Almost an year ago, we covered the then newly introduced cmdlet to fetch data out of Microsoft’s 365 Activity Explorer: Export-ActivityExplorerData. Now, Microsoft is introducing a similar cmdlet for the Content explorer tool, namely Export-ContentExplorerData. In this article, we will take a look at how the cmdlet works, but first, a brief refresher on what the Content explorer is all about.
The Content explorer tool can be accessed under the Data Classification section of the Compliance center. In a nutshell, its purpose is to give you an overview of all items labeled with either a sensitivity and/or retention labels, or items that match one or more Sensitivity information types and Trainable classifiers. Apart from the breakdown of “type”, you can get a list of items per workload, down to the individual folders containing the item. For each item, you can get additional metadata, such as Document ID or the confidence level, and the option to preview the actual item. As the tool obviously exposes some very sensitive items, it’s important to properly restrict access to it. Lastly, the tool also offers an Export functionality, which allows you to obtain a CSV listing all items matching the current selection. The export feature leaves a lot to be desired, as it only shows file names and the matched SITs/labels. No additional metadata is exposed, not even the location of the item (i.e. which ODFB/Site it is located in, which folder, etc).
Enter the Export-ContentExplorerData cmdlet. Now available in public preview as part of the Security and Compliance Center PowerShell cmdlets, Export-ContentExplorerData allows you to generate a list of all items matching a given label or SIT, with optional parameters allowing you to scope down the export to specific workloads and even down to individual sites/mailboxes. The supported parameters include:
- TagType – defines the “type” of matched tag to include in the output, with available choices of: Retention, Sensitivity, SensitiveInformationType and TrainableClassifier. Mandatory.
- TagName – which specific label/SIT/classifier to include in the output. The choice here depends on the set of labels available within the tenant. Mandatory parameter, accepting a single value only.
- Workload – used to scope the export to specific workload only. Available values include: EXO, SPO, ODB, Teams, Exchange, OneDrive, SharePoint. Optional.
- UserPrincipalName – another optional “scoping” parameter, used to filter out only results within a given user’s mailbox and/or Teams chats.
- SiteUrl – similar to the above, but used to scope the export to items within a specific SPO/ODFB site.
- PageSize – specify the maximum number of entries to return.
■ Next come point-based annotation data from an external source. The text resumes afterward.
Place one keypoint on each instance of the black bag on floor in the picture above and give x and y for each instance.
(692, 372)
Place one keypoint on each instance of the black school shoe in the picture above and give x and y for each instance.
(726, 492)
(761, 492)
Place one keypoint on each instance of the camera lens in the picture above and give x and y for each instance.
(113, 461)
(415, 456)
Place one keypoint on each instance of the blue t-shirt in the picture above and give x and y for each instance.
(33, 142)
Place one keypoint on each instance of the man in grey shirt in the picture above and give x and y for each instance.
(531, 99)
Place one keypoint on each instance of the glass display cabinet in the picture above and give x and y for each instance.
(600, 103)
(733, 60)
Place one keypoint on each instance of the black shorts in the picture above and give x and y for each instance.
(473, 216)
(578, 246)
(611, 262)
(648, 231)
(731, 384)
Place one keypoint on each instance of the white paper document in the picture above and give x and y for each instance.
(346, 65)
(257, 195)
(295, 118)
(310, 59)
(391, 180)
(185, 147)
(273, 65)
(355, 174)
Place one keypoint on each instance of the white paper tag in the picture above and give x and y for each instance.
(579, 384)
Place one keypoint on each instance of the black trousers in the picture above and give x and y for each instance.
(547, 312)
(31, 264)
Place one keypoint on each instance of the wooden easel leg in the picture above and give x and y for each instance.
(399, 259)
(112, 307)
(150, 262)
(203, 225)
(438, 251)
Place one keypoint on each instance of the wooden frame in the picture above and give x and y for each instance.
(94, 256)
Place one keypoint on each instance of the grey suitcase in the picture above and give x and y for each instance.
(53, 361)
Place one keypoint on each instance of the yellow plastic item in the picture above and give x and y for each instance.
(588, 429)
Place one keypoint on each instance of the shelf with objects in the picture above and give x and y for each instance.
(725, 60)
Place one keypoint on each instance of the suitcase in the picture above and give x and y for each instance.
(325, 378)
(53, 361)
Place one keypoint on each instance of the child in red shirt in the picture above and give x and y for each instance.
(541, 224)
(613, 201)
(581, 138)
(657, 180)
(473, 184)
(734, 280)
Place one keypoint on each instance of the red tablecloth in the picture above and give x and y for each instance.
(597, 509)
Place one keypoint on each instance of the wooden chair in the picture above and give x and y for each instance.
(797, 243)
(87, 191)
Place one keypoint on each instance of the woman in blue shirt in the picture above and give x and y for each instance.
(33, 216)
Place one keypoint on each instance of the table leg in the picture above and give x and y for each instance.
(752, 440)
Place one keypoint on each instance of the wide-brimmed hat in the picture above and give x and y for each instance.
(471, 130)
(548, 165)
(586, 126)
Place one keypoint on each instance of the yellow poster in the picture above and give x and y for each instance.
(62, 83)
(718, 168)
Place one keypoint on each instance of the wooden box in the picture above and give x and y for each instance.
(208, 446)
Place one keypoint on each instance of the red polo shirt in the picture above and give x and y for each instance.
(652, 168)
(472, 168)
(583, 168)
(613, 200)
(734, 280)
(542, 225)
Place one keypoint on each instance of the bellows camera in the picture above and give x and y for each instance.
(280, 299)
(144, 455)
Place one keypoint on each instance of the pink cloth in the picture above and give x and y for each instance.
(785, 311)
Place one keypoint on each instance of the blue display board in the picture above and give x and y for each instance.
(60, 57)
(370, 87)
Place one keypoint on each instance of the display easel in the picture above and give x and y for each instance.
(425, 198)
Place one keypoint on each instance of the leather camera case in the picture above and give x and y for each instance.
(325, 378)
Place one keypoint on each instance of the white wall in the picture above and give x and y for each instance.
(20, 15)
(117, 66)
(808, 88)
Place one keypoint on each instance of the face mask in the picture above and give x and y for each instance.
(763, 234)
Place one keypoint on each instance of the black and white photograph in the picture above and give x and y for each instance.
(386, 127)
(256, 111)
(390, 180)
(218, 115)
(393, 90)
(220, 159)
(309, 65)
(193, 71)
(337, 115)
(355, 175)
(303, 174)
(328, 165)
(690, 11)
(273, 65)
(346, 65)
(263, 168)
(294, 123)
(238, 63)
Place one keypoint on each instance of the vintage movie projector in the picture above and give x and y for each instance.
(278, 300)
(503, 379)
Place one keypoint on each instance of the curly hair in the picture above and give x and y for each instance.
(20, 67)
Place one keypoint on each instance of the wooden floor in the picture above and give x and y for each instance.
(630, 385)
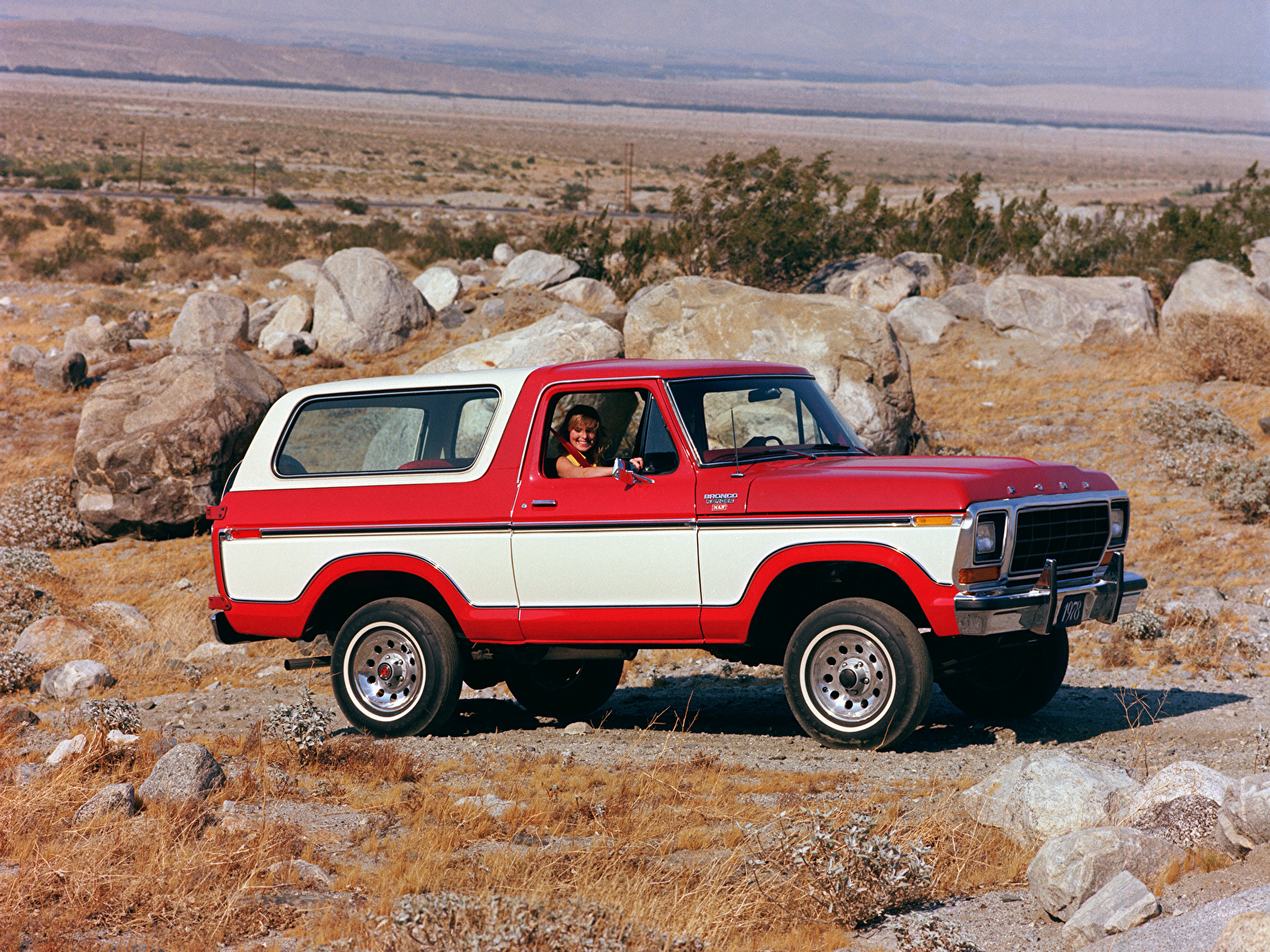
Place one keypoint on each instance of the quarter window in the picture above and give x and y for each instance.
(440, 431)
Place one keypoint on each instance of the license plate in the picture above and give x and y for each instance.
(1071, 612)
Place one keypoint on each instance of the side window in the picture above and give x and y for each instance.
(440, 431)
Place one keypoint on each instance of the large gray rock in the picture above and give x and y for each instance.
(365, 304)
(920, 321)
(850, 348)
(438, 286)
(25, 355)
(927, 268)
(1244, 820)
(114, 800)
(564, 336)
(188, 771)
(1066, 311)
(587, 294)
(1123, 904)
(57, 639)
(75, 679)
(537, 270)
(1038, 797)
(1219, 323)
(156, 443)
(294, 317)
(1071, 869)
(870, 279)
(1194, 931)
(209, 321)
(61, 372)
(965, 301)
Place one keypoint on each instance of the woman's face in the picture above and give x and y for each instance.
(581, 436)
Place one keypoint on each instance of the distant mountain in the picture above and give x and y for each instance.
(143, 52)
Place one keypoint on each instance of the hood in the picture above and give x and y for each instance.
(906, 484)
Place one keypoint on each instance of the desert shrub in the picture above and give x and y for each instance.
(1241, 488)
(1142, 625)
(112, 714)
(840, 873)
(450, 922)
(16, 670)
(281, 202)
(40, 513)
(302, 725)
(1181, 422)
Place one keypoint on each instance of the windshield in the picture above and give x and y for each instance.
(772, 416)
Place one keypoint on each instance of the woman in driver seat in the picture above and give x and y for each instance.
(583, 437)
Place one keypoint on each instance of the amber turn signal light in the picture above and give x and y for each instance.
(968, 577)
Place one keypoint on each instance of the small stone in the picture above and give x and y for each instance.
(117, 799)
(67, 748)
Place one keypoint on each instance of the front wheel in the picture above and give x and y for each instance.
(395, 668)
(857, 674)
(564, 689)
(1019, 682)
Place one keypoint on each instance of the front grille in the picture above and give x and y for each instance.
(1073, 536)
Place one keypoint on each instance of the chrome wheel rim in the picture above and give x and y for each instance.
(385, 670)
(849, 678)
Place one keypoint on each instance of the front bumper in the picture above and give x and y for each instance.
(1051, 602)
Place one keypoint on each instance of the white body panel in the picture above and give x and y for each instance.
(730, 555)
(595, 568)
(277, 569)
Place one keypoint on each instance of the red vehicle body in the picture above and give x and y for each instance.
(379, 511)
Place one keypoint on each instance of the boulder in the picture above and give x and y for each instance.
(438, 286)
(965, 301)
(1189, 822)
(61, 372)
(1180, 780)
(1123, 904)
(1248, 932)
(364, 304)
(564, 336)
(186, 772)
(306, 271)
(57, 639)
(114, 800)
(209, 321)
(537, 270)
(1071, 869)
(294, 315)
(850, 348)
(23, 357)
(927, 268)
(1068, 311)
(1218, 323)
(75, 679)
(1038, 797)
(1244, 820)
(921, 321)
(156, 443)
(587, 294)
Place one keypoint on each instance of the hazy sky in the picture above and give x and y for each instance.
(1222, 44)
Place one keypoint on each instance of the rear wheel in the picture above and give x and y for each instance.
(564, 689)
(395, 668)
(857, 674)
(1016, 683)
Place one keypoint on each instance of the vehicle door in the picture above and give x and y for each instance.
(603, 559)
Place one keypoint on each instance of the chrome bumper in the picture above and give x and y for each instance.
(1041, 608)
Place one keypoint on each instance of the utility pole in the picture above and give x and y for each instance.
(630, 167)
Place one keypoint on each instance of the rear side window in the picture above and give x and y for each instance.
(437, 429)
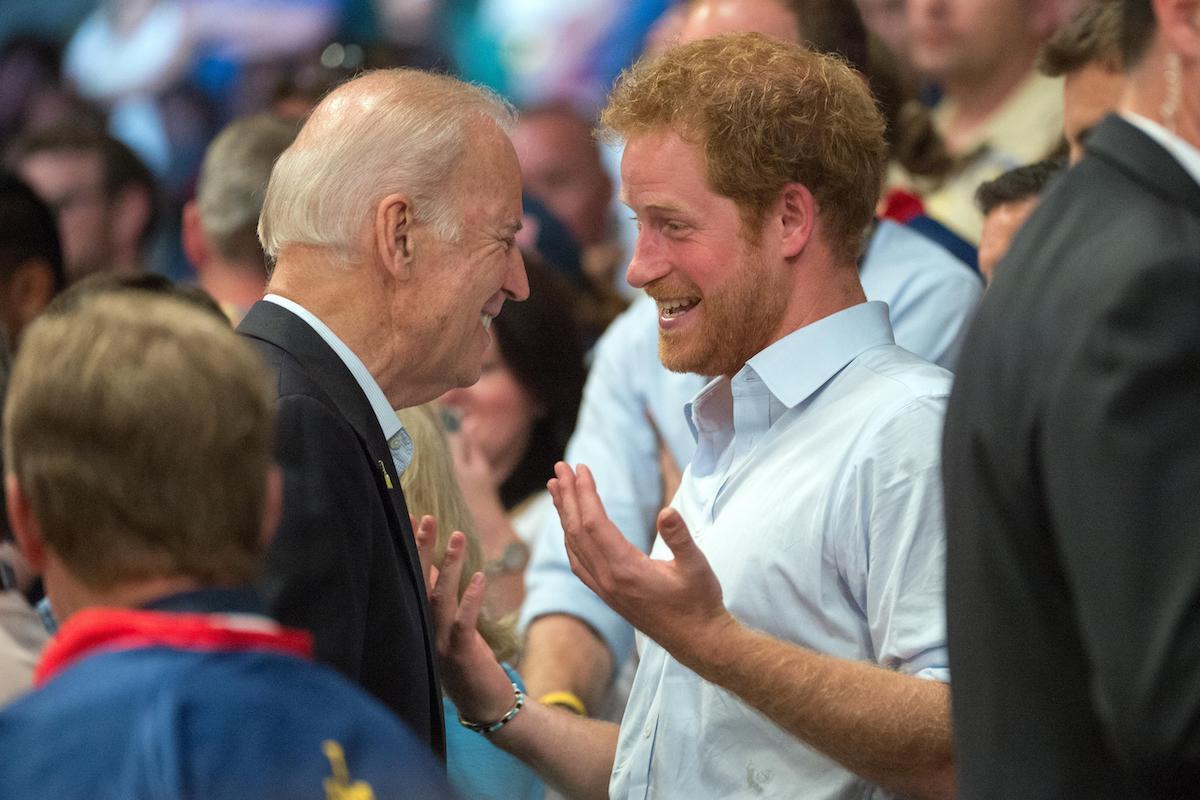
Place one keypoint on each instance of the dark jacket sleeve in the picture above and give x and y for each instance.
(318, 571)
(1122, 455)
Optional parameter with default value of 100. Maximum allowed size for single page is 10000.
- PageCookie – if the number of results exceeds the maximum specified via the –PageSize parameter (or the 10k max), you can use this parameter to retrieve the next “page” of results. The corresponding “cookie” value is returned as part of the output (see below).
With the above in mind, let’s see few examples of the cmdlet in action. Do remember to connect to the SCC endpoint first, and of course, make sure you have the relevant permissions. The first example below lists all items containing the “KQL” retention label:
Export-ContentExplorerData -TagType Retention -TagName KQL TotalCount MorePagesAvailable RecordsReturned PageCookie ---------- ------------------ --------------- ---------- 10 False 6
As we can see from the output, a total of 10 items were found. Herein lies the first issue you might encounter with the cmdlet, as the set of results (RecordsReturned) might not represent what you see within the Compliance center. In my case, the cmdlet indicated that 10 items matching the specified retention label were found, yet it returned only 6 of them. Comparing the list with the set of results within the Compliance Center, we note that none of the results within Exchange Online were returned. In fact, if we scope the export down to just the Exchange workload, we get zero entries:
Export-ContentExplorerData -TagType Retention -TagName KQL -Workload Exchange TotalCount MorePagesAvailable RecordsReturned PageCookie ---------- ------------------ --------------- ---------- 4 False 0
Another annoyance is the way the cmdlet handles output. Unlike any other Office 365 cmdlet I’ve worked with, Export-ContentExplorerData returns a set of two different object types within its output. Of those the first one (of type Deserialized.Microsoft.Exchange.Management.LabelAnalytics.ContentExplorer.CmdletOutputDetail) returns the overall information about the query – the complete set of matches (TotalCount), the number of matches returned (RecordsReturned), whether additional pages are available (MorePagesAvailable) and if so, the corresponding “cookie” (PageCookie), to be used to retrieve the next set. If any matches are found, they are dumped within another object (of type Deserialized.Microsoft.Exchange.Management.LabelAnalytics.ContentExplorer.CmdletOutputFileItem). In effect, this makes it a bit more complicated than necessary to work with the results.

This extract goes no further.